Pela parte que me cabe, darei um modesto contributo para essa divulgação, deixando aqui o texto que me foi pedido para integrar o processo de candidatura:




Identidade/Memórias

Num dos panos da antiga muralha de Guimarães está inscrita uma frase que se transformou numa insígnia da cidade, Aqui nasceu Portugal, onde transparece a ideia de que foi a partir deste lugar que, desde os confins da Idade Média, o país começou a caminhar. Guimarães, capital histórica de Portugal, terra da Fundação, do Castelo, do primeiro rei, da primeira tarde portuguesa, está indelevelmente associada ao surgimento de uma das mais antigas nacionalidades da Europa. É por essa razão que aqui se preserva e se evoca, mais do que em qualquer outro lugar, a memória da identidade nacional.

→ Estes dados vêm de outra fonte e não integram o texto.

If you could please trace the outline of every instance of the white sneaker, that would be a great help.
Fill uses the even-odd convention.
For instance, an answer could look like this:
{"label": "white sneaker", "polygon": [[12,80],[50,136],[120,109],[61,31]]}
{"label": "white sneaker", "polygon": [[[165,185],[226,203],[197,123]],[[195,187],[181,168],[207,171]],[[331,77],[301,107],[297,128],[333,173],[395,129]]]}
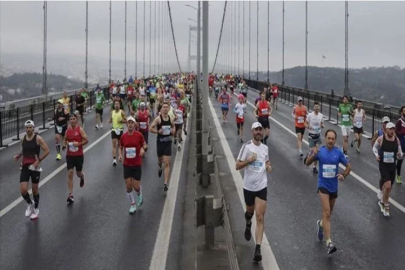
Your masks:
{"label": "white sneaker", "polygon": [[34,208],[31,214],[31,220],[38,219],[39,215],[39,208]]}
{"label": "white sneaker", "polygon": [[32,214],[32,208],[33,208],[33,204],[27,204],[27,210],[25,210],[25,216],[29,217]]}

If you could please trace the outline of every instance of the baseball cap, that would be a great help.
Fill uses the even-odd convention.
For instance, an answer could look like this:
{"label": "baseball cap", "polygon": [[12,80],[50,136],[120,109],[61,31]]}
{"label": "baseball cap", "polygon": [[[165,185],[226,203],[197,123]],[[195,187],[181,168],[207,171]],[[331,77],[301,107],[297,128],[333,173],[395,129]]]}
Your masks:
{"label": "baseball cap", "polygon": [[27,120],[27,121],[25,122],[24,126],[25,126],[25,127],[29,127],[29,126],[35,127],[34,121],[32,121],[32,120]]}
{"label": "baseball cap", "polygon": [[393,123],[389,122],[389,123],[385,126],[385,128],[386,128],[386,129],[395,128],[395,125],[394,125]]}
{"label": "baseball cap", "polygon": [[127,118],[127,122],[129,122],[129,121],[136,123],[135,118],[133,118],[132,116]]}
{"label": "baseball cap", "polygon": [[263,128],[262,124],[260,124],[259,122],[254,122],[253,125],[252,125],[252,128],[250,130],[253,130],[253,129],[258,128],[258,127]]}
{"label": "baseball cap", "polygon": [[384,116],[382,121],[383,121],[383,123],[390,122],[390,118],[388,116]]}

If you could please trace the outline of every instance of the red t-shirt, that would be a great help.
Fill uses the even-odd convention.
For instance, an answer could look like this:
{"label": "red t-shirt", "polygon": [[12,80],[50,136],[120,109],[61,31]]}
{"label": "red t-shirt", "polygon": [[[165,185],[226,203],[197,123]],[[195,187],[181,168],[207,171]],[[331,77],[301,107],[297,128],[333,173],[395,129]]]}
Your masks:
{"label": "red t-shirt", "polygon": [[132,135],[128,132],[122,134],[120,144],[124,148],[124,166],[142,165],[142,157],[139,154],[144,142],[145,139],[139,131],[135,130]]}

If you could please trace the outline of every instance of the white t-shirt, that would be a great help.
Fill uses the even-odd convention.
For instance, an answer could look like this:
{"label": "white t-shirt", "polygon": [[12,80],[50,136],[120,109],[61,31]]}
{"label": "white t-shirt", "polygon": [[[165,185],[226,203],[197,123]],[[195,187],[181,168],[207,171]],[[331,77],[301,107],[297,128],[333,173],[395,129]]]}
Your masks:
{"label": "white t-shirt", "polygon": [[311,112],[307,116],[307,121],[309,125],[308,132],[311,134],[321,134],[321,127],[323,123],[323,114],[318,113],[318,115],[315,114],[315,112]]}
{"label": "white t-shirt", "polygon": [[238,160],[245,161],[253,153],[256,153],[257,158],[244,169],[243,188],[260,191],[267,187],[266,162],[269,160],[269,148],[262,143],[257,146],[250,140],[242,146]]}
{"label": "white t-shirt", "polygon": [[236,115],[239,118],[243,118],[243,115],[245,114],[245,108],[246,108],[246,104],[237,103],[235,105],[234,112],[236,113]]}

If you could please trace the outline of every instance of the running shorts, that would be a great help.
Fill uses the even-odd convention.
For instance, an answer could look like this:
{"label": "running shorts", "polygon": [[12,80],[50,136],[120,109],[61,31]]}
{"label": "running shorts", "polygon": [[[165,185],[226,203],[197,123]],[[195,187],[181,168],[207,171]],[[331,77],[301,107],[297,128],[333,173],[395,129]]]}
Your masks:
{"label": "running shorts", "polygon": [[137,181],[141,181],[142,166],[125,166],[124,165],[124,179],[133,178]]}
{"label": "running shorts", "polygon": [[256,197],[263,201],[267,201],[267,187],[259,191],[243,189],[243,196],[245,197],[245,203],[247,206],[254,205]]}
{"label": "running shorts", "polygon": [[83,170],[84,156],[66,156],[66,168],[71,170],[76,168],[77,172]]}
{"label": "running shorts", "polygon": [[41,172],[31,171],[30,169],[28,169],[28,167],[29,166],[23,166],[21,168],[20,183],[29,182],[31,178],[31,182],[33,184],[38,184]]}

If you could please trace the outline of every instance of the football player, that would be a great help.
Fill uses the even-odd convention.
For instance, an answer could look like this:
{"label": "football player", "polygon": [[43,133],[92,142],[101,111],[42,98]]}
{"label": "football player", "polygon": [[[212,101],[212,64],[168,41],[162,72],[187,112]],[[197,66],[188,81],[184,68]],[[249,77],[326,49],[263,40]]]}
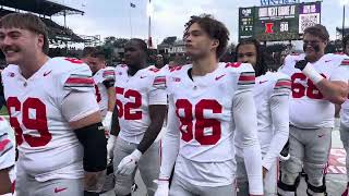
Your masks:
{"label": "football player", "polygon": [[335,105],[348,95],[349,66],[342,56],[327,53],[323,25],[305,28],[304,54],[288,56],[280,72],[292,81],[290,100],[290,159],[282,161],[279,195],[296,195],[299,173],[306,173],[306,193],[325,195],[324,171],[329,156]]}
{"label": "football player", "polygon": [[236,195],[234,130],[241,132],[250,195],[263,195],[252,65],[219,63],[229,32],[210,15],[192,16],[183,38],[192,64],[171,69],[167,77],[169,112],[156,196]]}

Porque daqui nasceu Portugal, Guimarães desde sempre se afirmou como uma cidade histórica associada às raízes da nacionalidade, cujas gentes persistem em manter uma estreita e genuína vinculação à marcas da memória colectiva, que trazem carregada de afectos que, muitas vezes, vão para lá dos fundamentos do simples conhecimento histórica.

A simbólica do berço não se confina aos limites apertados dos muros do velho burgo vimaranense, antes se alarga ao universo da região onde se insere, o Minho. É neste território, criação da Natureza e do Homem, lavrado no granito e pintado de verde, que se encontram traços de identificação com as raízes da nacionalidade, cujas reminiscências mergulham em tempos muito anteriores ao acto fundador de 24 de Junho de 1128.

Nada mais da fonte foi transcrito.